Wednesday, March 06, 2013

A New Book by Paris’s Out-There Art-Fashion Duo


Before banding together to form design practice and art partnership M/M (Paris), whose regular collaborators include Nicolas Ghesquière, Björk, Stella McCartney, and Interview magazine, Mathias Augustyniak and Michaël Amzalag met as students at the École Nationale Supérieure des Arts Décoratifs in 1988. Four years later, they founded M/M (Paris), and started with "very, very simple things," as Augustyniak recalls. "I remember both of us creating a quarter of a page for a record that we didn't particularly like, but we knew we had to do it as part of the learning process." A handful of album sleeves later, Yohji Yamamoto assigned M/M (Paris) its first fashion commission for the designer's Y's range in 1993. "We were handed a series of images and we had to select ones to use and put them into a catalog," Augustyniak says. They were eventually tasked with transforming Yamamoto's runway shows into brochures distributed in his shops, and from there, they continued to log hours in the fashion world. 

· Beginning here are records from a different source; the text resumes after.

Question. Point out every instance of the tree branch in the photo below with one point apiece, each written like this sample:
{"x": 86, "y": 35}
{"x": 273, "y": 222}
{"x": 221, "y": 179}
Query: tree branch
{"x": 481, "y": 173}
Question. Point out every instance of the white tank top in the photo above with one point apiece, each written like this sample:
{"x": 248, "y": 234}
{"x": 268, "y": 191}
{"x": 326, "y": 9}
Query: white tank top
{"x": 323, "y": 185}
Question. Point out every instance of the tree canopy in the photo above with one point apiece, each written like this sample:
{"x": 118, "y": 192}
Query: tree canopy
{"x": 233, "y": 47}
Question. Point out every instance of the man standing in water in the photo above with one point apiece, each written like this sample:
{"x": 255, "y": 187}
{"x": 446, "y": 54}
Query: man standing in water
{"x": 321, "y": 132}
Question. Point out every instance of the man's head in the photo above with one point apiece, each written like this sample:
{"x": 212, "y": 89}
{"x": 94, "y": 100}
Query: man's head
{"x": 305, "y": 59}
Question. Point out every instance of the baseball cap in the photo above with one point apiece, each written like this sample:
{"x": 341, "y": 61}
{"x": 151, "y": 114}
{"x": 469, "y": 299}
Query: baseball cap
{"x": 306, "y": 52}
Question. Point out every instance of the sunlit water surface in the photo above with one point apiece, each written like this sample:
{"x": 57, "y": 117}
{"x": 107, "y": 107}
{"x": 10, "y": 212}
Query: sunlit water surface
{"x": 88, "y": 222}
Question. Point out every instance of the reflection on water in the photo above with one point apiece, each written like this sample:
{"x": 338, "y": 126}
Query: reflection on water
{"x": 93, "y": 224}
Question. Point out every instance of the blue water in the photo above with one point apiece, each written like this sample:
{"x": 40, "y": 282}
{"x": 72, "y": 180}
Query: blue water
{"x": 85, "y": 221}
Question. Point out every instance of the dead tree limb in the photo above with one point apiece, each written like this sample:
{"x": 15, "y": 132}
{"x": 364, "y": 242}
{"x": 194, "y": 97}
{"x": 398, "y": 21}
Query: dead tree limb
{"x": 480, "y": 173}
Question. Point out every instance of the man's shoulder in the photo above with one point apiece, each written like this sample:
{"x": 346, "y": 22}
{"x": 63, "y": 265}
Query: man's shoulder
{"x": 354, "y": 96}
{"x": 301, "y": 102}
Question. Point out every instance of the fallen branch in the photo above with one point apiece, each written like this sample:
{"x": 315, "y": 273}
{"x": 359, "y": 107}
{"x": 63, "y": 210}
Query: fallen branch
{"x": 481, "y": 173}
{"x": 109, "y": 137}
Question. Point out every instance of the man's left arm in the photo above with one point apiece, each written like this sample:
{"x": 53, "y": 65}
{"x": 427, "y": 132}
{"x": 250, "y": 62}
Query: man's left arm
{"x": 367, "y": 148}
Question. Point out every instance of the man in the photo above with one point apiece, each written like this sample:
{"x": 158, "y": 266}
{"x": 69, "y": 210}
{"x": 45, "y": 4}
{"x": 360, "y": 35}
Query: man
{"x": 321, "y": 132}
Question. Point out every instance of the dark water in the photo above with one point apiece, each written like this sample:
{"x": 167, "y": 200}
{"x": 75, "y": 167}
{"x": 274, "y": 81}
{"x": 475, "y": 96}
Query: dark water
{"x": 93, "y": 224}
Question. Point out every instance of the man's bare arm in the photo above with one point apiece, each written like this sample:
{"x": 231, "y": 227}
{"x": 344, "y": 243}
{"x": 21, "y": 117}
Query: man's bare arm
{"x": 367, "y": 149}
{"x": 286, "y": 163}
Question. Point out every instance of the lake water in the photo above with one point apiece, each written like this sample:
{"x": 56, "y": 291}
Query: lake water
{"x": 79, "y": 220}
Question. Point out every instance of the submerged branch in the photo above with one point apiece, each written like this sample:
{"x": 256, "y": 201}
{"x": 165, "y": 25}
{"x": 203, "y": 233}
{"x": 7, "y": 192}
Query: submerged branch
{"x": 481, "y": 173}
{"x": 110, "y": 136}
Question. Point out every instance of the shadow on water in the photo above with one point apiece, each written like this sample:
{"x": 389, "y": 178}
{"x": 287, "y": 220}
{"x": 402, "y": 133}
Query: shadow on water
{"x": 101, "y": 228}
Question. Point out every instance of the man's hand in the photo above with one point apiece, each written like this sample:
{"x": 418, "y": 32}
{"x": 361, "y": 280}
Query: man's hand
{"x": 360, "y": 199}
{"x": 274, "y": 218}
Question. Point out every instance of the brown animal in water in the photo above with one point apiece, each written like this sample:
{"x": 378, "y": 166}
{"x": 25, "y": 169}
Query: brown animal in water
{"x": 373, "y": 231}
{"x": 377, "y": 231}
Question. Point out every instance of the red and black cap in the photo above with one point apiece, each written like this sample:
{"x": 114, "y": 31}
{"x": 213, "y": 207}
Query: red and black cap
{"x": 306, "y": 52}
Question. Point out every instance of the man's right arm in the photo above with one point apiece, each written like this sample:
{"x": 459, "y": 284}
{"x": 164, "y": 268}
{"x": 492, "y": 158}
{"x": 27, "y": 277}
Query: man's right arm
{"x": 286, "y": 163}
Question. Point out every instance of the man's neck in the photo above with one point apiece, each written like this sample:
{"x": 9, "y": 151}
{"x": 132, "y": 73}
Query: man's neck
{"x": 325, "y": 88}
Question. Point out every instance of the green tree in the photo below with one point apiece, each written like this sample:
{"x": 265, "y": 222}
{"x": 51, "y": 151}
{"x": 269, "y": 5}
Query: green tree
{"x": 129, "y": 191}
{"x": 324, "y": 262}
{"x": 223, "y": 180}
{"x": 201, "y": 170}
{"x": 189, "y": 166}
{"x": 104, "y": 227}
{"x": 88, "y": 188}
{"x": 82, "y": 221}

Today, to mark their two decades of creation, Rizzoli releases the 528-page M to M of M/M (Paris), edited by Emily King — a monograph featuring their contributions to fashion, music, art, and furniture; overviews of their exhibitions at the Guggenheim Museum, Centre Pompidou, and Tate Modern; and interviews with photographers Inez van Lamsweerde & Vinoodh Matadin and editor Glenn O'Brien — arranged in alphabetical order, but beginning with M (for a conversation with Michaël) and ending with M (for one with Mathias). "I really feel this book is like, a catalog of a new exhibition that we've been working for twenty years, because this is the story of our work," Augustyniak explains, adding they couldn't create the book themselves because it would feel too "self-centered" to him: "There's nothing better than hiring a good graphic designer just to put that clearly in a book and I think that was the right move. Had we designed our own book it would have been terrible."